Board of Commissioners Chairman Clayton Riggs said last week that Meads will take over management of the Camden Sheriff’s Department immediately upon Perry's retirement. Riggs declined to say, however, whether commissioners would follow Perry’s suggestion and appoint Meads interim sheriff to complete the remainder of Perry’s term through December.

Riggs said commissioners will have 30 days from the day of Perry's departure to decide who they’ll name interim sheriff. Because they want the right person in the job, Riggs said his board plans to study the matter before reaching a decision.

As sheriff, Perry is paid $62,745 a year, according to county finance officials.

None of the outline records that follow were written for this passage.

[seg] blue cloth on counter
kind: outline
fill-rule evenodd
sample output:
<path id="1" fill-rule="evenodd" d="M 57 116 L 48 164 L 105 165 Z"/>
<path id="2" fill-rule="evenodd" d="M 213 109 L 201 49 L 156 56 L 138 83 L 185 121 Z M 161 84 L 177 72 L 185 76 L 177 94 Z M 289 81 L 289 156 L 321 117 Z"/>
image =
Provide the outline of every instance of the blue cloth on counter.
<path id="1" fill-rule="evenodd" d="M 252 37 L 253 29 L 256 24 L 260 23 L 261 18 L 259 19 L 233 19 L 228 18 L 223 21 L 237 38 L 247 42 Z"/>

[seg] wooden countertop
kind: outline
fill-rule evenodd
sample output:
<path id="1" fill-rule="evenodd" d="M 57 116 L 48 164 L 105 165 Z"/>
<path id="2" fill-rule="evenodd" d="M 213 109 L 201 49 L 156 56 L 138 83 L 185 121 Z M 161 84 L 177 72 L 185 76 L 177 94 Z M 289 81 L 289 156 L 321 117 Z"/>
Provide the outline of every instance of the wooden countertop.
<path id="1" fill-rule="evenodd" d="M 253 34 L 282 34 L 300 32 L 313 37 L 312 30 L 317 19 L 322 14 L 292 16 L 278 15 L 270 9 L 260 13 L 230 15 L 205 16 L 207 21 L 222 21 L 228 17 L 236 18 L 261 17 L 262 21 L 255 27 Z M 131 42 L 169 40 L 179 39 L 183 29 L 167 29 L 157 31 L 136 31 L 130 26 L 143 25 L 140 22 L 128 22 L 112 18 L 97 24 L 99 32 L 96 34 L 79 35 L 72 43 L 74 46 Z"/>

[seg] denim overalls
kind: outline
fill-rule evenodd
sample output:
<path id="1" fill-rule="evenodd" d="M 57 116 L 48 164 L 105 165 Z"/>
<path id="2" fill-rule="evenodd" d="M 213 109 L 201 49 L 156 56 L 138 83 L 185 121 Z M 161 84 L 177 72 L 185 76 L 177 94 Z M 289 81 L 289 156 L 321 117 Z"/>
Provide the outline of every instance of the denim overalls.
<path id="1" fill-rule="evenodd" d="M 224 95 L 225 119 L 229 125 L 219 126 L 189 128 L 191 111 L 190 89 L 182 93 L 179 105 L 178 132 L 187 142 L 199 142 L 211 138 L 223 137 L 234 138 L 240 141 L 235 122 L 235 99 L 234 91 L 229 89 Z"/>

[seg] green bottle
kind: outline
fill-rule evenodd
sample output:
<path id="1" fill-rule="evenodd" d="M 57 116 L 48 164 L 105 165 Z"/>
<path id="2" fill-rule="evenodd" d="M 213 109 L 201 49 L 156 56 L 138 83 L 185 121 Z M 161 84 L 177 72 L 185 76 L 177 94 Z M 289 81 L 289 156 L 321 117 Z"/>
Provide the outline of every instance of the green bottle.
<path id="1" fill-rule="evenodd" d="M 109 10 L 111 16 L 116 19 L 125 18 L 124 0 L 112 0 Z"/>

Meads is currently paid $54,202 annually.

Under state rules, Perry will soon be eligible for public employee retirement benefits. State and local government employees are eligible for full retirement benefits when they either reach age 55 or 30 years of service in local or state government. Perry, who has been sheriff since 2001, will turn 55 next month.

Perry said one reason he’s leaving early is because he wants to spend more quality time with his family. His wife of 24 years, Linda, 55, is retired from the Camden Department of Social Services.

Being retired will also allow him and his wife to visit their son, Cameron, a 23-year-old ensign in the U.S. Coast Guard. Cameron is currently in Pensacola, Florida, where he’s pursuing U.S. Navy flight training. Cameron wants to be a helicopter pilot for the Coast Guard.

Perry also said he needs time to complete his associate's degree from College of The Albemarle. He said he originally planned to seek a criminal justice degree, but now will be seeking a degree in business management.

Asked about his future plans, Perry said he’s currently enrolled in a program to become a United Methodist minister.  The program is considered a first step in the process toward becoming a member of the United Methodist clergy and being assigned to a United Methodist church.

“Yes, I am aspiring to be one (a minister), but I'm not sure where that's going to go right now,” Perry said.

Perry, who is a Perquimans County native, said he has been a born-again Christian since he was 9. He’s currently a member of Camden United Methodist Church.

Asked where he would be interested in preaching, he said, “I'll go wherever God calls me. I feel like I have a lot to offer.”